In times of uncertainty, you can look to a contingent workforce as a means of risk mitigation, enabling you to streamline, grow, or adapt – cutting costs in times of hardship, and then cost-effectively reinstating resources when you are able to do so.

This poses a series of questions regarding optimal workforce composition. What is the right balance between employees and contingent staff? Which assignments are most cost-effectively filled by temporary staff and which by milestone-based contractors? Are we spending more than our targeted bill rates to fill certain positions? These questions can all be answered with an extended workforce platform.

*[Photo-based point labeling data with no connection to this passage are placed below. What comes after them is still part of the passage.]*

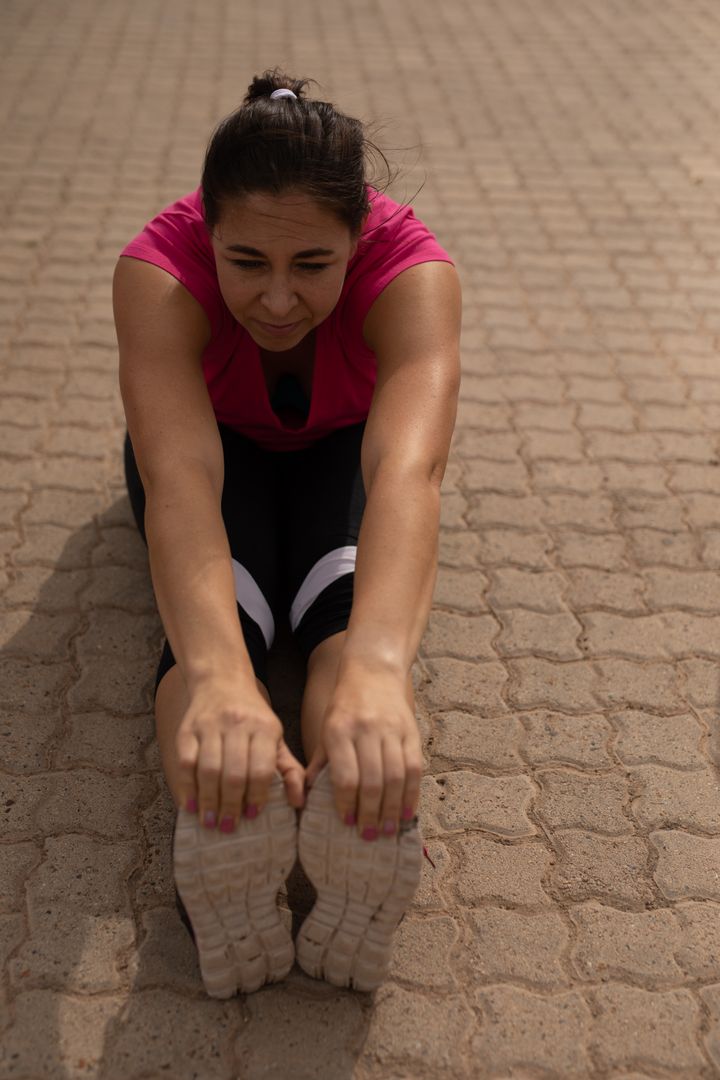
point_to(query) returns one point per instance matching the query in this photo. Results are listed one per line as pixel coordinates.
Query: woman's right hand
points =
(230, 744)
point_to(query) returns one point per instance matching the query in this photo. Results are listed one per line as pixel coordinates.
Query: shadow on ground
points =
(107, 972)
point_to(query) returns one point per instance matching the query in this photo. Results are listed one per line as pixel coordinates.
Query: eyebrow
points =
(311, 253)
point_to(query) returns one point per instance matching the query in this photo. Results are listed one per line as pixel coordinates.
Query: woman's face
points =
(281, 264)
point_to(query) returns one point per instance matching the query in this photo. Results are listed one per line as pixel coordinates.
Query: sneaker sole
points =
(363, 891)
(229, 883)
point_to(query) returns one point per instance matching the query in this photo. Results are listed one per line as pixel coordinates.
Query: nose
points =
(279, 298)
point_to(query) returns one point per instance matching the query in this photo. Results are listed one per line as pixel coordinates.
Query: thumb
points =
(316, 763)
(293, 774)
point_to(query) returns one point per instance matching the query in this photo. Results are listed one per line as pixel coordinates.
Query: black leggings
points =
(293, 520)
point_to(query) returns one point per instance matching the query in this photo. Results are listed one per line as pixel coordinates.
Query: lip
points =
(279, 331)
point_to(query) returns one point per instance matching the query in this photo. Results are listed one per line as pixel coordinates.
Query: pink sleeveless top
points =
(344, 367)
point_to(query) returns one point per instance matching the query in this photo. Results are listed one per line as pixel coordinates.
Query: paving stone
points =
(531, 632)
(671, 634)
(459, 550)
(465, 637)
(625, 684)
(687, 865)
(702, 683)
(466, 739)
(613, 868)
(569, 687)
(114, 685)
(493, 804)
(575, 800)
(105, 742)
(671, 798)
(460, 590)
(636, 945)
(34, 689)
(501, 945)
(698, 949)
(601, 551)
(456, 684)
(421, 954)
(512, 548)
(710, 998)
(560, 739)
(529, 1030)
(54, 547)
(519, 589)
(45, 590)
(120, 586)
(79, 917)
(69, 801)
(598, 588)
(166, 955)
(419, 1031)
(693, 591)
(654, 1029)
(45, 636)
(489, 871)
(153, 882)
(646, 739)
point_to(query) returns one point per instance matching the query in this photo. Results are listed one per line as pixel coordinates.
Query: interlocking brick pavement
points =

Workforce optimisation should always remain a priority

Optimising your workforce is impossible without the right analysis tools at your disposal. You need to consider the optimum mix of contingent staff and employees to be able to respond quickly and flexibly to uncertainty. To do this, you need real, live data on projects, resources, vendors, and talent. You cannot do this with a spreadsheet.

To adapt and be agile, you need to leverage all the resources you have available: service providers, strategic partners, and technology providers. So, when change happens, you can adapt quickly, effectively, and successfully.

Vendors like Beeline help you work with your closest strategic partners to proactively manage the non-employee contingent talent and resources you have at your disposal. Beeline can help you discover important insights about your extended workforce, giving you unprecedented visibility into your team’s current and potential performance.

With the pandemic catalysing an upheaval in the relationships between partners, contingent workers, and business, it has also spurred a search for new, more fruitful ways to work and tackle the challenges that remain ahead.